While I am a bit cynical myself, I'd have to disagree with the statement that no-one care about all of this. Despite the mainstream media's systemic attempts to bury this story, the NSA revelations are a sledgehammer slowly pounding at the complacent foundations of the free internet. This issue is simply too huge to go away.
The NSA is literally turning into an Orwellian Ministry of Information. It has commandeered the internet, and is strong-arming American companies into doing its bidding, regardless of the effect on their or their customers rights or freedoms, and regardless of the effect on America's reputation for free speech and free enterprise.
It might be easy to ignore each individual blow of revelation, but when a big pillar crumbles, it becomes a little difficult to look away or hide the growing sense of dread. The closure of Lavabit and Silent Circle was a body blow to the notion of free speech and free enterprise on the US internet.

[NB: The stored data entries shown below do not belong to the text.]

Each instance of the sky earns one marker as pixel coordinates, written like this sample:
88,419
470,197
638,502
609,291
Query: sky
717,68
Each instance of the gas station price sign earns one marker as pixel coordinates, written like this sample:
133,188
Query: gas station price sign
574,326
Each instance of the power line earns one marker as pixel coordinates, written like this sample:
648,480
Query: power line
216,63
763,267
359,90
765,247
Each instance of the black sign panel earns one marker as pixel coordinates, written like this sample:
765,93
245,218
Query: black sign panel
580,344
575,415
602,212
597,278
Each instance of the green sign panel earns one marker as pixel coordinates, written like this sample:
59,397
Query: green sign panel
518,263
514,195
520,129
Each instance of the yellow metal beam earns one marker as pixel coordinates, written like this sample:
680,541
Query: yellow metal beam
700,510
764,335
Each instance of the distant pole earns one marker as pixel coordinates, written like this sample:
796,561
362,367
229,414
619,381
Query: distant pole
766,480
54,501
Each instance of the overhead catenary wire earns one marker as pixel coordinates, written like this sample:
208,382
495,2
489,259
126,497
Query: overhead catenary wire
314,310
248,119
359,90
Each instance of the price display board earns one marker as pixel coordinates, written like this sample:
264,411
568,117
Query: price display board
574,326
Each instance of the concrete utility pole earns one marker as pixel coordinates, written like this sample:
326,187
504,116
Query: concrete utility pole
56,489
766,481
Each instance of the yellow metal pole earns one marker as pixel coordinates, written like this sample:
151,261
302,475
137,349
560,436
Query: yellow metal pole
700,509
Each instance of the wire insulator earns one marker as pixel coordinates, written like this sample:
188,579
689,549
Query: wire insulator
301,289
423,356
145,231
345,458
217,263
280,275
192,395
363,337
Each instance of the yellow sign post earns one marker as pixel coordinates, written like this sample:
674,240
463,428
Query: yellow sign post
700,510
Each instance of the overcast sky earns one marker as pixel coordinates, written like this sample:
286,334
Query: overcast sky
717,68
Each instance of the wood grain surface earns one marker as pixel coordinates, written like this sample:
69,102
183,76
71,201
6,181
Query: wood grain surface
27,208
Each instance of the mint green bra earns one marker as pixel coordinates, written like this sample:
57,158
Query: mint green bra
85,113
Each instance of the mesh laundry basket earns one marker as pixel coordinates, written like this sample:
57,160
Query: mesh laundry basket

A lot of people probably felt that the likes of Facebook, Google, MS, would be locked down first, with the creep moving down the chain to email providers, independent sites, and finally, in extremis, to small independent secure email service providers. Instead this has been turned on its head; the independent man, in business for himself, was the first pin to fall. The message is clear: You cannot set up a website, email service, or any other internet business in the United States without the prior and/or post-facto approval of the National Security Agency.
A dream is dying. People like yourself escape through cynicism. Others escape through denial, or fantasy. But the reality is we are living in a nightmare, surrounded by a growing sense of dread in a global spy and surveillance network that has spiralled out of all reasonable proportion and probably control.
The NSA is turning the internet into at best a panopticon, and at worst a prison for our whole society. They have slowly built a fortress of concrete, wire, and guard-towers around the free web. Edward Snowden is outside, slowly pounding on the wall, hoping some of those inside will hear enough to notice that they need to find a way to break out, to stop the construction before it's too late.
I think he's succeeding. As cynical as I am, I think that as the revelations continue, more people are starting to wake up to the reality of the nightmare that the NSA was trying to create while they slept. We need an internet that is encrypted, anonymous, and decentralised by default; And Mr. Snowden's sledgehammer may be inspiring a new generation of hackers to finally create it.